Jueves, 28 de marzo de 2024

Religión en Libertad

Llevan 29 años casados y decidieron rezar juntos

Eran jóvenes y alcohólicos, y a punto de divorciarse escucharon algo... hoy tienen 15 hijos

Una intervención externa, bien buscada, puede ser la solución a muchas familias a punto de romperse. Fue el caso de los padres del autor de este artículo.
Una intervención externa, bien buscada, puede ser la solución a muchas familias a punto de romperse. Fue el caso de los padres del autor de este artículo.
Yo tenía seis meses cuando mi madre estuvo a punto de irse de casa. Mi padre había estado repitiendo durante un tiempo que no quería seguir casado, que la cosa no funcionaba. Mi madre estaba cansada de decir que, por ella, no habría problema.

El salvador: un vecino hipocondriaco
Ya no había comunicación entre ellos, aunque ella sabía cómo dramatizar las cosas. Al no tener dinero para comprar una maleta, amontonó nuestras pertenencias en bolsas de papel marrón y las dejó en el salón del pequeño apartamento. Y para que él pudiera ver cómo nos íbamos, esperó a que mi padre volviera del trabajo para subirnos al coche.

“¿Vais a algún sitio?”, parece ser que fue todo lo que él dijo.

Ella estaba volviendo para coger otra bolsa cuando su vecino, un hombre locuaz al que habían operado recientemente de hernia, la interrumpió. Antes incluso de entrar en nuestro apartamento ya se había desatado el cinturón para describir, con todo lujo de detalles, la operación y el curso del postoperatorio.
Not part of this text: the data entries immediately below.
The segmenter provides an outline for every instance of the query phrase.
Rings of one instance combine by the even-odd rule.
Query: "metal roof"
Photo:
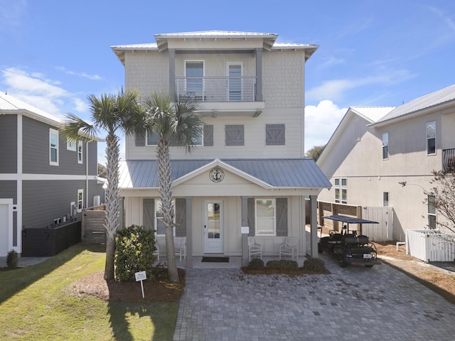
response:
[[[455,85],[405,103],[385,115],[378,123],[412,114],[455,99]]]
[[[215,161],[232,167],[245,178],[252,177],[273,188],[330,188],[330,182],[312,158],[171,160],[171,180],[176,181]],[[120,188],[157,188],[156,160],[120,162]]]

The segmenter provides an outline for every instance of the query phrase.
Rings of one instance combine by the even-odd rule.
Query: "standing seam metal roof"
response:
[[[221,159],[233,167],[275,188],[320,188],[331,186],[312,158]],[[172,181],[214,162],[214,160],[171,161]],[[127,160],[120,162],[120,188],[157,188],[156,160]]]

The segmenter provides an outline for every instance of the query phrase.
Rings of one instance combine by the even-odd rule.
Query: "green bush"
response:
[[[151,267],[156,260],[154,252],[155,232],[143,226],[132,225],[121,229],[115,239],[115,278],[117,281],[134,281],[134,274],[147,271],[151,276]]]
[[[264,261],[259,258],[255,258],[248,264],[250,270],[264,270]]]
[[[318,258],[310,258],[304,262],[304,270],[314,272],[324,273],[328,270],[326,268],[326,264],[322,259]]]
[[[17,264],[19,262],[18,256],[16,250],[10,250],[6,255],[6,265],[9,269],[17,268]]]
[[[294,271],[299,269],[299,264],[296,261],[289,259],[280,259],[279,261],[269,261],[266,265],[267,269],[274,270],[285,270]]]

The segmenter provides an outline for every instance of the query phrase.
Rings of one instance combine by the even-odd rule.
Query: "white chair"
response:
[[[176,252],[176,256],[180,256],[180,260],[182,260],[182,256],[183,259],[186,259],[186,237],[173,237],[173,248]]]
[[[158,246],[158,243],[155,243],[155,247],[156,247],[156,249],[154,252],[154,254],[158,257],[157,260],[159,261],[159,247]]]
[[[248,237],[248,260],[251,261],[252,256],[258,256],[262,259],[262,246],[256,244],[254,237]]]
[[[294,256],[299,259],[299,239],[294,237],[287,237],[284,238],[284,244],[279,246],[279,259],[283,256],[291,256],[294,259]]]

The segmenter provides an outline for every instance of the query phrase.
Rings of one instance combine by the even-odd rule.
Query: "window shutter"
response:
[[[213,125],[204,125],[204,146],[213,146]]]
[[[186,200],[176,199],[176,237],[186,236]]]
[[[136,147],[145,146],[145,135],[138,134],[135,136],[135,142]]]
[[[285,131],[284,124],[266,124],[266,146],[284,146],[286,141]]]
[[[256,234],[255,230],[255,198],[249,197],[248,198],[248,226],[250,227],[250,233],[248,234],[250,237],[254,237]]]
[[[227,125],[226,146],[245,146],[245,128],[243,124]]]
[[[287,236],[287,198],[277,198],[277,237]]]
[[[155,200],[144,199],[142,201],[142,223],[146,229],[154,229]]]

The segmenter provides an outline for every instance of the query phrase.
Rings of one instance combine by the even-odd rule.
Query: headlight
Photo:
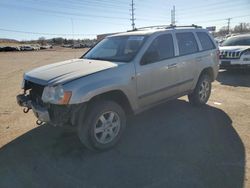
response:
[[[71,98],[71,91],[64,91],[61,85],[47,86],[43,90],[42,100],[45,103],[68,104]]]
[[[247,50],[243,53],[244,55],[250,55],[250,50]]]

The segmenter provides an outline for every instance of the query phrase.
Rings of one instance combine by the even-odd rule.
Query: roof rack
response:
[[[131,31],[142,31],[146,29],[174,29],[174,28],[180,28],[180,27],[194,27],[194,28],[202,28],[201,26],[192,24],[192,25],[182,25],[182,26],[177,26],[177,25],[154,25],[154,26],[147,26],[147,27],[140,27],[140,28],[135,28],[133,30],[129,30],[128,32]]]

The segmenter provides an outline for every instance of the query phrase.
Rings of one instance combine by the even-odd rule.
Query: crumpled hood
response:
[[[40,85],[56,85],[117,66],[109,61],[72,59],[33,69],[25,73],[24,79]]]
[[[220,51],[227,52],[242,52],[244,50],[250,49],[250,46],[220,46]]]

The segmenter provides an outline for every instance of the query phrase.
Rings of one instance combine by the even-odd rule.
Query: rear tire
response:
[[[211,78],[207,74],[202,74],[194,91],[188,95],[189,102],[195,106],[205,105],[210,97],[211,88]]]
[[[124,110],[113,101],[90,104],[85,118],[79,118],[78,136],[90,150],[101,151],[113,147],[126,127]]]

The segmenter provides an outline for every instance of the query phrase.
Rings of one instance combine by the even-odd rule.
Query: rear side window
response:
[[[180,55],[192,54],[199,51],[193,33],[176,33],[176,38]]]
[[[171,34],[163,34],[154,39],[145,52],[143,64],[154,63],[174,57],[174,43]]]
[[[214,43],[211,38],[205,32],[197,32],[197,36],[201,42],[201,46],[203,50],[211,50],[215,48]]]

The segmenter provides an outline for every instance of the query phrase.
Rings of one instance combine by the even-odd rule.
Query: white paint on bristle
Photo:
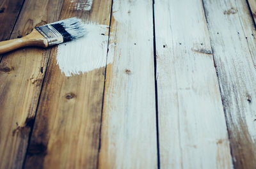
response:
[[[67,77],[106,66],[108,36],[104,34],[108,26],[88,24],[85,27],[88,33],[84,37],[58,47],[57,64]]]
[[[76,10],[90,11],[93,0],[71,0],[70,8]]]

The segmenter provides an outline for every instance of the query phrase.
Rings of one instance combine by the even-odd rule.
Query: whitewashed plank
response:
[[[152,1],[114,0],[99,168],[157,168]]]
[[[232,168],[202,1],[154,7],[161,168]]]
[[[204,1],[236,168],[256,166],[255,28],[246,0]]]

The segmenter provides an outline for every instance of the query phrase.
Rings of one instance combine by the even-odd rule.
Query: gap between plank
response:
[[[110,10],[110,18],[109,18],[109,28],[108,28],[108,50],[107,50],[107,56],[106,59],[106,65],[105,65],[105,75],[104,75],[104,85],[103,85],[103,94],[102,94],[102,104],[101,106],[101,115],[100,115],[100,131],[99,131],[99,145],[98,145],[98,155],[97,157],[97,168],[99,168],[99,154],[100,151],[100,144],[101,144],[101,128],[102,126],[102,114],[103,114],[103,106],[104,106],[104,94],[105,94],[105,85],[106,85],[106,74],[107,71],[107,66],[108,66],[108,50],[109,50],[109,36],[110,36],[110,29],[111,26],[111,18],[112,18],[112,10],[113,10],[113,0],[111,1],[111,7]]]
[[[65,0],[63,0],[63,3],[62,3],[61,9],[61,10],[60,10],[61,12],[61,11],[62,11],[62,8],[63,8],[63,7],[64,1],[65,1]],[[22,5],[23,5],[23,4],[22,4]],[[60,13],[60,15],[59,15],[59,17],[58,17],[58,20],[60,20],[60,18],[61,12]],[[37,101],[36,108],[36,111],[35,111],[35,117],[34,117],[34,119],[33,119],[33,123],[32,123],[32,124],[31,124],[31,129],[30,129],[31,130],[30,130],[29,135],[29,136],[28,136],[27,150],[26,151],[26,154],[25,154],[24,159],[24,160],[23,160],[23,163],[22,163],[22,169],[24,169],[24,168],[25,168],[26,160],[26,159],[27,159],[28,153],[28,149],[29,149],[29,145],[30,145],[30,140],[31,140],[31,136],[32,136],[33,129],[33,128],[34,128],[34,125],[35,125],[35,121],[36,121],[36,114],[37,114],[37,110],[38,110],[38,107],[39,107],[39,104],[40,104],[40,98],[41,98],[41,94],[42,94],[42,90],[43,90],[43,87],[44,87],[44,80],[45,80],[45,75],[46,75],[46,73],[47,73],[47,71],[48,64],[49,64],[49,61],[50,61],[51,54],[51,52],[52,52],[52,48],[53,48],[53,47],[50,47],[50,48],[49,48],[49,50],[50,50],[50,52],[49,52],[48,61],[47,61],[47,63],[46,64],[46,68],[45,68],[45,72],[44,72],[43,80],[42,81],[41,90],[40,90],[40,92],[39,96],[38,96],[38,101]]]
[[[250,6],[248,0],[245,0],[245,2],[247,4],[247,6],[248,6],[250,14],[251,15],[252,22],[252,24],[253,25],[254,30],[256,31],[256,24],[255,24],[255,22],[254,22],[254,17],[253,17],[253,15],[252,14],[252,9],[251,9],[251,6]]]
[[[203,7],[204,9],[204,17],[205,18],[205,20],[206,20],[206,26],[207,27],[207,30],[208,30],[208,33],[210,32],[210,31],[209,30],[209,26],[208,26],[208,20],[207,20],[207,14],[206,14],[206,10],[205,8],[205,6],[204,6],[204,0],[202,0],[202,6]],[[247,0],[246,0],[247,1]],[[211,50],[212,51],[212,60],[213,60],[213,63],[214,63],[214,69],[215,69],[215,72],[217,76],[217,80],[218,80],[218,85],[219,87],[219,89],[220,89],[220,96],[221,96],[221,104],[222,104],[222,107],[223,108],[223,112],[224,112],[224,116],[225,116],[225,122],[226,122],[226,128],[227,128],[227,131],[228,132],[228,145],[229,145],[229,148],[230,148],[230,155],[231,155],[231,159],[232,161],[232,165],[234,166],[234,168],[236,168],[236,166],[235,166],[235,161],[234,161],[234,159],[233,158],[233,153],[232,151],[232,147],[231,147],[231,145],[230,145],[230,131],[228,129],[228,123],[227,121],[227,112],[226,112],[226,110],[225,108],[224,107],[224,104],[223,104],[223,98],[222,98],[222,94],[221,94],[221,89],[220,87],[220,80],[219,80],[219,74],[218,72],[218,70],[217,70],[217,66],[216,64],[216,61],[215,61],[215,57],[214,57],[214,50],[212,50],[212,44],[211,44],[211,35],[210,35],[210,45],[211,45]]]
[[[156,138],[157,148],[157,168],[160,169],[160,149],[159,149],[159,136],[158,126],[158,100],[157,100],[157,61],[156,61],[156,29],[155,29],[155,1],[152,0],[152,16],[153,16],[153,42],[154,42],[154,78],[155,78],[155,97],[156,97]]]
[[[19,17],[20,16],[20,13],[21,10],[22,10],[22,8],[23,8],[23,4],[24,4],[25,1],[26,1],[26,0],[23,0],[22,3],[21,4],[20,10],[19,10],[19,12],[18,12],[18,15],[17,15],[15,21],[14,22],[14,24],[13,24],[13,27],[12,27],[12,28],[11,33],[10,33],[10,35],[9,35],[8,40],[10,40],[10,38],[11,38],[11,36],[12,36],[12,33],[13,33],[13,32],[14,27],[15,27],[17,21],[18,20]],[[4,55],[4,54],[0,55],[0,63],[1,63],[1,62],[2,61],[3,55]]]

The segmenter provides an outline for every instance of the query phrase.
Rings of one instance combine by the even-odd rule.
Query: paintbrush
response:
[[[24,47],[47,48],[76,40],[86,34],[81,20],[76,17],[35,27],[21,38],[0,41],[0,54]]]

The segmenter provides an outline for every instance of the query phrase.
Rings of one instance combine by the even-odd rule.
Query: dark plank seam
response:
[[[100,151],[100,143],[101,143],[101,128],[102,126],[102,115],[103,115],[103,107],[104,107],[104,94],[105,94],[105,86],[106,86],[106,74],[107,71],[107,65],[108,65],[108,50],[109,50],[109,36],[110,36],[110,29],[111,26],[111,18],[112,18],[112,10],[113,10],[113,0],[111,1],[111,7],[110,10],[110,18],[109,18],[109,29],[108,29],[108,51],[107,51],[107,56],[106,60],[106,64],[105,64],[105,74],[104,74],[104,85],[103,85],[103,94],[102,94],[102,103],[101,107],[101,115],[100,115],[100,131],[99,131],[99,145],[98,145],[98,155],[97,158],[97,168],[99,168],[99,154]]]
[[[204,0],[202,0],[202,6],[203,9],[204,9],[204,17],[205,17],[205,20],[206,20],[206,25],[207,26],[208,32],[209,33],[210,31],[209,29],[209,26],[208,26],[209,22],[208,22],[208,20],[207,20],[207,11],[205,10],[205,8]],[[223,98],[222,94],[221,94],[222,92],[221,92],[221,89],[220,87],[220,80],[219,80],[219,74],[218,74],[218,70],[216,69],[217,66],[216,64],[216,61],[215,61],[214,51],[212,49],[212,43],[211,43],[211,35],[210,35],[210,45],[211,45],[211,50],[212,50],[212,57],[213,57],[213,63],[214,63],[215,71],[216,71],[216,76],[217,76],[217,80],[218,80],[218,86],[219,86],[220,96],[221,96],[221,104],[222,104],[222,107],[223,108],[223,112],[224,112],[224,115],[225,115],[225,119],[227,130],[228,131],[228,141],[229,141],[228,145],[229,145],[229,147],[230,147],[230,154],[231,154],[231,156],[232,156],[232,166],[233,166],[234,168],[236,168],[235,165],[234,165],[235,164],[235,161],[234,161],[234,158],[233,153],[232,153],[232,151],[231,144],[230,144],[230,142],[231,142],[231,140],[230,140],[230,131],[228,129],[228,122],[227,122],[227,121],[228,117],[227,117],[227,111],[226,111],[226,109],[225,108],[224,104],[223,104]]]
[[[248,2],[248,0],[245,0],[245,2],[247,4],[248,11],[250,12],[250,14],[251,15],[251,18],[252,18],[252,24],[253,25],[254,30],[256,31],[256,23],[254,21],[253,14],[252,14],[252,9],[251,9],[251,6],[250,6],[250,4],[249,4],[249,2]]]
[[[22,3],[21,4],[21,6],[20,6],[20,10],[19,10],[18,15],[17,15],[16,20],[14,22],[14,24],[13,24],[13,27],[12,28],[12,31],[11,31],[11,33],[9,35],[8,40],[10,40],[10,38],[11,38],[12,33],[13,32],[14,27],[15,27],[15,25],[16,25],[17,21],[18,20],[18,18],[19,18],[19,17],[20,16],[20,13],[21,10],[23,8],[23,4],[24,4],[24,2],[25,2],[25,0],[23,0]],[[0,55],[0,63],[2,61],[3,56],[3,55]]]
[[[65,0],[63,0],[63,1],[62,1],[61,9],[60,10],[61,11],[62,11],[62,8],[63,8],[64,1]],[[60,13],[58,20],[60,20],[60,16],[61,16],[61,12]],[[29,149],[29,145],[30,145],[30,141],[31,141],[31,138],[32,133],[33,133],[33,129],[34,128],[35,121],[36,117],[37,111],[38,111],[38,109],[40,101],[40,98],[41,98],[41,94],[42,94],[42,91],[43,90],[43,86],[44,86],[44,81],[45,81],[45,78],[46,73],[47,71],[49,62],[50,61],[50,56],[51,56],[51,54],[52,50],[52,48],[49,48],[50,52],[49,52],[47,63],[46,64],[45,71],[44,72],[43,80],[42,81],[41,90],[40,90],[40,92],[39,96],[38,96],[38,102],[37,102],[36,111],[35,111],[35,117],[34,117],[34,119],[33,120],[33,122],[32,122],[32,124],[31,124],[31,131],[29,132],[29,137],[28,137],[27,150],[26,151],[26,154],[24,156],[24,159],[23,160],[23,163],[22,163],[22,169],[24,169],[25,168],[26,160],[27,156],[28,156],[28,149]]]
[[[159,124],[158,124],[158,99],[157,99],[157,61],[156,61],[156,27],[155,27],[155,1],[152,0],[152,14],[153,14],[153,42],[154,42],[154,66],[155,78],[155,98],[156,98],[156,138],[157,148],[157,168],[160,169],[160,150],[159,138]]]

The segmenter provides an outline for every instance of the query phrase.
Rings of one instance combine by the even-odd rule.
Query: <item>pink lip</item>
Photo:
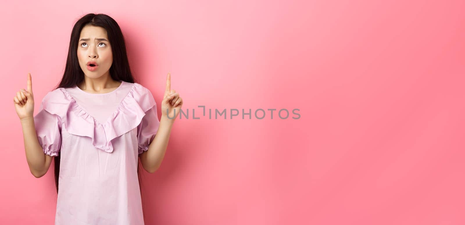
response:
[[[99,64],[97,64],[97,62],[95,62],[95,61],[89,61],[87,62],[87,63],[86,65],[87,66],[89,66],[90,64],[93,64],[93,65],[94,65],[95,66],[99,66]]]
[[[99,68],[98,66],[87,66],[87,70],[89,71],[95,71],[97,70],[97,69]]]

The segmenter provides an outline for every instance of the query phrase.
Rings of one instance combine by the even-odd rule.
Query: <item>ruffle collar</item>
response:
[[[63,87],[47,93],[42,103],[44,110],[61,118],[68,132],[90,137],[94,147],[112,152],[112,140],[137,127],[146,112],[156,105],[150,90],[137,83],[131,84],[127,95],[103,124],[78,105]]]

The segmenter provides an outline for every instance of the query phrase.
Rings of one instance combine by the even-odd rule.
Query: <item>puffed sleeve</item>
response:
[[[157,105],[155,105],[146,112],[145,115],[137,126],[139,154],[148,150],[149,146],[155,138],[159,125],[160,121],[157,115]]]
[[[43,103],[40,104],[39,113],[34,116],[37,139],[44,153],[51,156],[57,156],[61,144],[61,118],[44,109]]]

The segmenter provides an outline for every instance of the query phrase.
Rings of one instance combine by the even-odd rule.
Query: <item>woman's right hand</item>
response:
[[[32,80],[31,73],[27,73],[27,90],[20,89],[13,98],[14,109],[20,119],[34,115],[34,95],[32,93]]]

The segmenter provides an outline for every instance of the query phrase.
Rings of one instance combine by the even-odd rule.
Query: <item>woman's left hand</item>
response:
[[[174,122],[179,115],[182,104],[182,99],[179,97],[179,93],[171,90],[171,74],[168,73],[166,76],[166,88],[161,102],[162,116],[166,116],[169,121]]]

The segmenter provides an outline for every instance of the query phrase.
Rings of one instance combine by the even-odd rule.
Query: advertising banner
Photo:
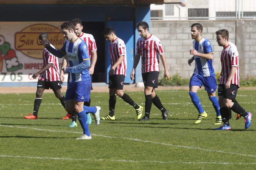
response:
[[[0,82],[37,82],[32,75],[43,68],[44,48],[39,34],[47,32],[50,43],[60,49],[66,40],[60,30],[63,22],[0,22]],[[60,69],[62,60],[58,59]]]

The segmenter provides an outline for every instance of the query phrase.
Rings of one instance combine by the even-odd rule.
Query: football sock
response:
[[[129,104],[130,105],[131,105],[133,106],[133,107],[135,109],[137,109],[140,108],[140,107],[138,106],[138,104],[135,103],[134,101],[132,100],[132,99],[131,98],[131,97],[130,97],[130,96],[129,96],[129,95],[127,94],[124,93],[124,95],[123,95],[123,96],[121,98],[123,100],[124,100],[124,101]]]
[[[219,104],[219,101],[217,97],[215,96],[214,97],[209,97],[209,99],[212,103],[213,107],[214,108],[215,111],[216,112],[216,115],[217,116],[220,115],[220,105]]]
[[[62,106],[63,106],[64,107],[64,108],[65,108],[65,96],[63,96],[60,99],[60,102],[61,103],[61,104]]]
[[[83,130],[83,134],[89,136],[91,135],[89,131],[89,127],[88,126],[88,123],[87,123],[87,116],[85,112],[83,110],[77,113],[77,117],[78,118],[79,123]]]
[[[149,118],[149,114],[150,113],[153,100],[151,95],[146,95],[145,96],[145,98],[146,98],[145,101],[145,116],[148,118]]]
[[[158,109],[160,110],[162,112],[162,113],[163,113],[165,112],[166,109],[164,107],[164,106],[161,102],[160,101],[160,99],[158,97],[156,94],[156,96],[154,98],[152,99],[152,102],[153,104],[157,107]]]
[[[83,105],[84,106],[88,106],[88,107],[90,107],[90,105],[91,105],[90,97],[89,99],[89,101],[85,101],[84,102],[83,102]]]
[[[36,98],[34,102],[34,111],[33,115],[35,116],[37,116],[38,110],[39,110],[39,107],[42,102],[41,98]]]
[[[109,96],[109,115],[113,117],[114,114],[115,106],[116,101],[116,96],[115,95]]]
[[[227,122],[229,123],[229,109],[226,107],[223,107],[220,108],[220,112],[222,118],[222,122],[225,123]],[[229,126],[228,125],[228,126]]]
[[[230,109],[234,112],[238,114],[240,114],[240,115],[243,117],[246,116],[248,115],[244,109],[241,107],[238,103],[234,103],[233,106]]]
[[[96,113],[97,110],[96,107],[88,107],[84,106],[83,106],[83,109],[86,112],[90,113],[93,114]]]
[[[196,95],[196,93],[194,92],[190,92],[189,94],[191,99],[191,101],[196,107],[199,113],[201,113],[204,112],[205,111],[203,109],[202,105],[201,105],[201,103],[200,102],[200,99]]]
[[[71,113],[68,113],[69,114],[70,114],[72,115],[72,121],[75,121],[75,122],[77,122],[77,113],[76,112],[76,111],[74,110]]]

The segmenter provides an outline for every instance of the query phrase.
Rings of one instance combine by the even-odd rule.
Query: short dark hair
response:
[[[114,34],[115,34],[115,30],[113,28],[108,27],[105,29],[103,32],[102,33],[102,34],[104,35],[108,35],[111,33],[113,33]]]
[[[60,29],[61,30],[63,29],[67,30],[70,32],[71,29],[73,29],[74,31],[76,30],[75,26],[70,21],[67,21],[61,24],[60,26]]]
[[[196,27],[196,29],[198,30],[201,30],[202,32],[203,31],[203,26],[202,25],[198,23],[195,23],[191,25],[191,28],[193,28],[194,27]]]
[[[48,37],[48,34],[47,32],[42,32],[39,35],[39,37]]]
[[[75,18],[73,19],[71,21],[71,22],[73,24],[75,27],[77,25],[79,24],[80,25],[82,26],[82,21],[79,18]]]
[[[140,26],[141,26],[142,28],[144,30],[145,30],[146,28],[148,29],[148,24],[145,21],[141,21],[137,24],[137,28]]]
[[[223,38],[227,37],[227,40],[228,41],[229,33],[228,32],[228,31],[227,30],[225,29],[218,30],[216,31],[215,33],[217,35],[220,35],[221,36],[221,37]]]

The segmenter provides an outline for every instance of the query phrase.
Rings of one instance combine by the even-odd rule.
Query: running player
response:
[[[143,108],[138,105],[123,91],[127,68],[126,49],[124,42],[118,37],[115,30],[111,27],[106,28],[102,34],[107,41],[110,42],[109,53],[111,68],[109,72],[109,113],[101,117],[102,120],[115,120],[115,107],[116,101],[116,94],[124,101],[132,106],[136,111],[137,119],[141,117]]]
[[[42,33],[39,36],[39,42],[41,45],[48,40],[48,34]],[[51,44],[50,45],[55,48]],[[65,97],[60,91],[61,86],[59,84],[60,72],[59,62],[57,59],[46,48],[43,51],[43,68],[32,76],[35,79],[38,76],[37,89],[36,94],[36,99],[34,103],[34,111],[33,114],[29,113],[29,116],[25,116],[24,118],[28,119],[37,119],[39,107],[42,102],[42,96],[45,89],[52,89],[56,97],[59,99],[62,105],[65,108]]]
[[[212,67],[213,52],[211,43],[202,36],[202,31],[203,26],[200,24],[195,23],[191,26],[191,37],[195,40],[193,42],[193,49],[189,50],[190,54],[193,56],[188,60],[188,63],[191,66],[191,64],[195,60],[195,68],[189,81],[189,94],[191,101],[199,113],[195,124],[200,123],[207,116],[197,95],[197,90],[203,85],[216,112],[217,117],[215,124],[220,124],[222,120],[220,106],[215,93],[217,83]]]
[[[159,55],[164,68],[165,76],[168,80],[170,78],[162,45],[159,39],[150,33],[148,25],[146,22],[140,22],[137,26],[139,34],[141,37],[137,40],[136,55],[130,75],[131,79],[134,80],[135,70],[141,56],[142,72],[146,101],[145,115],[139,120],[149,120],[152,103],[161,111],[164,120],[167,120],[169,111],[163,106],[155,90],[155,88],[157,87],[159,73]]]
[[[70,67],[62,69],[64,74],[71,73],[65,98],[66,110],[68,113],[75,110],[83,130],[83,135],[77,139],[90,139],[92,137],[85,110],[93,113],[95,123],[98,125],[100,124],[101,108],[99,106],[83,106],[84,102],[89,101],[91,93],[91,79],[88,69],[90,62],[88,47],[85,42],[77,36],[75,26],[71,22],[63,23],[60,28],[67,40],[60,50],[51,47],[47,42],[45,43],[45,46],[57,57],[62,58],[66,55],[68,56]]]
[[[97,47],[96,46],[96,43],[94,37],[91,34],[87,34],[82,32],[82,30],[83,28],[83,26],[82,25],[82,21],[81,20],[78,18],[73,19],[71,21],[71,22],[75,26],[76,29],[76,34],[77,36],[81,38],[86,43],[88,46],[88,53],[91,61],[91,66],[89,68],[89,73],[91,75],[91,78],[92,78],[92,75],[93,74],[94,72],[94,68],[95,67],[95,64],[97,61]],[[67,65],[67,61],[68,60],[67,56],[65,56],[63,58],[63,60],[62,63],[62,68],[65,67]],[[61,81],[64,81],[64,75],[62,71],[60,72]],[[91,90],[93,90],[92,84],[91,85]],[[90,107],[91,103],[91,98],[89,99],[89,101],[85,102],[84,103],[84,105]],[[90,124],[92,123],[92,118],[91,115],[89,113],[86,112],[87,115],[87,121],[88,124]],[[76,114],[73,112],[73,115],[71,113],[68,113],[64,117],[62,118],[62,119],[68,119],[70,118],[72,118],[72,122],[71,124],[69,126],[73,127],[72,125],[74,124],[74,122],[76,122]]]
[[[236,45],[229,42],[229,33],[227,30],[216,31],[217,41],[219,46],[223,47],[220,56],[221,71],[218,78],[219,102],[223,125],[215,130],[231,129],[229,121],[228,109],[244,118],[244,127],[248,129],[251,123],[252,114],[245,111],[235,100],[239,87],[239,54]]]

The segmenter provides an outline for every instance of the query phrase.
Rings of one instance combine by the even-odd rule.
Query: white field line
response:
[[[41,130],[42,131],[47,131],[49,132],[64,132],[65,133],[79,133],[81,134],[81,132],[69,132],[68,131],[62,131],[61,130],[48,130],[47,129],[39,129],[38,128],[34,128],[33,127],[22,127],[21,126],[8,126],[7,125],[4,125],[0,124],[0,126],[4,126],[5,127],[13,127],[14,128],[21,128],[23,129],[33,129],[34,130]],[[149,140],[141,140],[138,139],[134,139],[133,138],[129,138],[123,137],[117,137],[115,136],[106,136],[105,135],[97,135],[91,134],[91,135],[92,136],[100,136],[105,138],[116,138],[118,139],[123,139],[129,140],[133,140],[135,141],[141,142],[145,143],[149,143],[154,144],[156,144],[157,145],[165,145],[166,146],[169,146],[176,148],[185,148],[186,149],[190,149],[192,150],[199,150],[206,151],[210,152],[215,152],[219,153],[224,153],[225,154],[231,154],[236,155],[245,156],[248,156],[252,158],[256,158],[256,155],[248,155],[246,154],[240,153],[236,153],[233,152],[226,152],[223,151],[222,151],[218,150],[212,150],[211,149],[204,149],[201,148],[199,147],[194,147],[191,146],[184,146],[183,145],[173,145],[172,144],[170,144],[165,143],[160,143],[159,142],[154,142]]]
[[[71,160],[74,161],[111,161],[114,162],[121,162],[131,163],[141,163],[141,162],[158,163],[160,163],[170,164],[218,164],[220,165],[256,165],[256,163],[229,163],[229,162],[184,162],[182,161],[133,161],[132,160],[104,160],[102,159],[76,159],[76,158],[50,158],[49,157],[40,157],[39,156],[11,156],[5,155],[0,155],[0,157],[10,157],[18,158],[29,158],[29,159],[53,159],[63,160]]]

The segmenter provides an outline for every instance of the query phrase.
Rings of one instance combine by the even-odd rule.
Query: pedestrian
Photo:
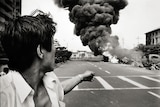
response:
[[[83,81],[86,71],[62,83],[54,73],[56,23],[48,14],[20,16],[9,22],[2,45],[11,71],[1,79],[1,107],[64,107],[64,94]],[[74,99],[73,99],[74,100]]]
[[[3,47],[0,41],[0,77],[7,74],[9,71],[8,69],[8,58],[5,54]]]

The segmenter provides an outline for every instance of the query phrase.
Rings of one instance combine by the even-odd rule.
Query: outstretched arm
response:
[[[92,81],[94,77],[94,72],[86,71],[83,74],[79,74],[71,79],[65,80],[62,82],[62,87],[64,89],[64,93],[67,94],[70,92],[75,86],[83,81]]]

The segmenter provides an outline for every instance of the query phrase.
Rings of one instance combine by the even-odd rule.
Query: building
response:
[[[8,20],[21,15],[21,0],[0,0],[0,31]]]
[[[146,45],[160,44],[160,28],[146,33]]]
[[[77,52],[72,52],[71,59],[101,61],[103,60],[103,56],[102,55],[94,56],[93,52],[77,51]]]

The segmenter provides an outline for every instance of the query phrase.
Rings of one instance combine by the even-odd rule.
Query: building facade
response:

Media hora después, mi madre y mi padre se estaban riendo a carcajadas. Y mi madre decidió no irse e intentar arreglar la relación.

Veintinueve años y quince hijos después, siguen riéndose de lo que ahora ellos reconocen como las peculiaridades de la misericordia de Dios. Este ensayo no narra toda la historia de mis padres; pero un día me gustaría poder hacerlo. Ahora quiero honrar públicamente lo que Dios ha hecho, afirmando de nuevo que la gente que sufre y las familias desestructuradas deben mantener la esperanza.

Sin amor de padre
Mis padres eran dos adolescentes alcoholizados que crecieron sin modelos emocionalmente válidos y mucho menos con padres que se amaran entre ellos. Mi madre era campeona de carreras de campo a través, pero nunca hubo nadie aplaudiéndola desde la tribuna.

Cuando yo tenía unos nueve años de edad, una noche ya estaba acostado cuando mi padre me llamó. Tuve miedo de haber hecho algo mal, porque me dijo que me sentara. Todo lo contrario: me explicó que no podía recordar una sola vez en que su padre le hubiera dicho que le amaba. Quería asegurarse de que a mí no me pasara lo mismo.

Matrimonio con todas las papeletas para fracasar
Mi madre sufrió traumas muy graves en el instituto, pero evitaba el abuso de sustancias antes de las horas de clase, gracias a lo cual se graduó. No se puede decir lo mismo de mi padre. A pesar de su alcoholismo severo, ambos fueron acogidos y cuidados por familias estables y llenas de amor. Ese amor no les cambió inmediatamente, pero empezó a resquebrajar los caparazones que se habían construido y la luz empezó a entrar. Como dijo una vez mi madre, esas familias “no tenían la intención de salvar a dos jóvenes, simplemente amaron a quienes Dios dejó en sus regazos”.

Mis padres se conocieron en rehabilitación unos años más tarde, después de que se les acabaran otras opciones. En la boda de mis padres la gente hacía apuestas sobre si el matrimonio duraría o no hasta mi nacimiento, cinco meses más tarde. Mi padre me ha dicho varias veces que yo fui el instrumento que le hizo entender lo egoísta que era, porque yo fui la primera persona que no intenté en absoluto acomodarme a sus necesidades.


Matthew Loftus, autor de este artículo, en el cual habla de la historia de sus padres.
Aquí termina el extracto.